Bruscamente, Gruldia abrió grandes los ojos y su respiración se volvió jadeante. Echó a correr hacia el lado opuesto del lago. Incapaz de reflexionar con tanto ruido, Kéur la siguió sin comprender su objetivo.
Otra explosión se oyó muy cerca, acompañada de la caída de otro árbol.
¡Y otro! ¡Y otro más! De protnto fue como una avalancha de vegetación. Los árboles caían uno tras otro como fichas de dominó.
Pero a pesar del cataclismo que parecía sacudir a la selva entera, los dos jaguares continuaban corriendo, implacables.

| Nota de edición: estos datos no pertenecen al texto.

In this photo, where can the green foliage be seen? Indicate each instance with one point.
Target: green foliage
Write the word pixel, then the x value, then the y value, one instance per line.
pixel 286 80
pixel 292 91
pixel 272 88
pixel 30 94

A medida que avanzaban, las explosiones se hacían más fuertes y más frecuentes, mientras que una lúgubre nube de humo invadía el aire.
Fue en ese momento que Kéur comprendió hacia dónde su madre se dirigía, y entendió que su objetivo era prácticamente inalcanzable: la madriguera, refugio de suspequeños, parecía encontrarse en el corazón del infierno.
El humo y su olor volvieron muy difícil la búsqueda de la pequeña cueva. Al encontrarla, Gruldia se precipitó hacia la entrada y gimió. Dos de sus cachorrillos estaban intentando liberar al último que se hallaba atorado entre piedras y troncos abatidos. Pero este no se movía y sus ojos color ámbar parecían ciegos y apagados. Enseguida, la madre jaguar supo que el pequeño jaguar nunca saldría de la madriguera.
Una hora más tarde, Gruldia, Kéur y los cachorros sobrevivientes iban bordeando lo que había un día sido un hermoso lago esmeralda rodeado de árboles y que los hombres habían convertido en un charco fangoso lleno de troncos y ramas muertas. La hembra jaguar miraba el lugar con tristeza y amargura. ¿ Cuántas veces había visto ya semejante desolación? ¿Cuántes veces volvería a ocurrir semejante tragedia? ¿Hasta cuándo debería huir de los hombres y de sus explosivos? ¿Hasta cuándo encontraría árboles sanos, lagos claros y tapires para sobrevivir?
A los hombres no parecían importarles esas preguntas.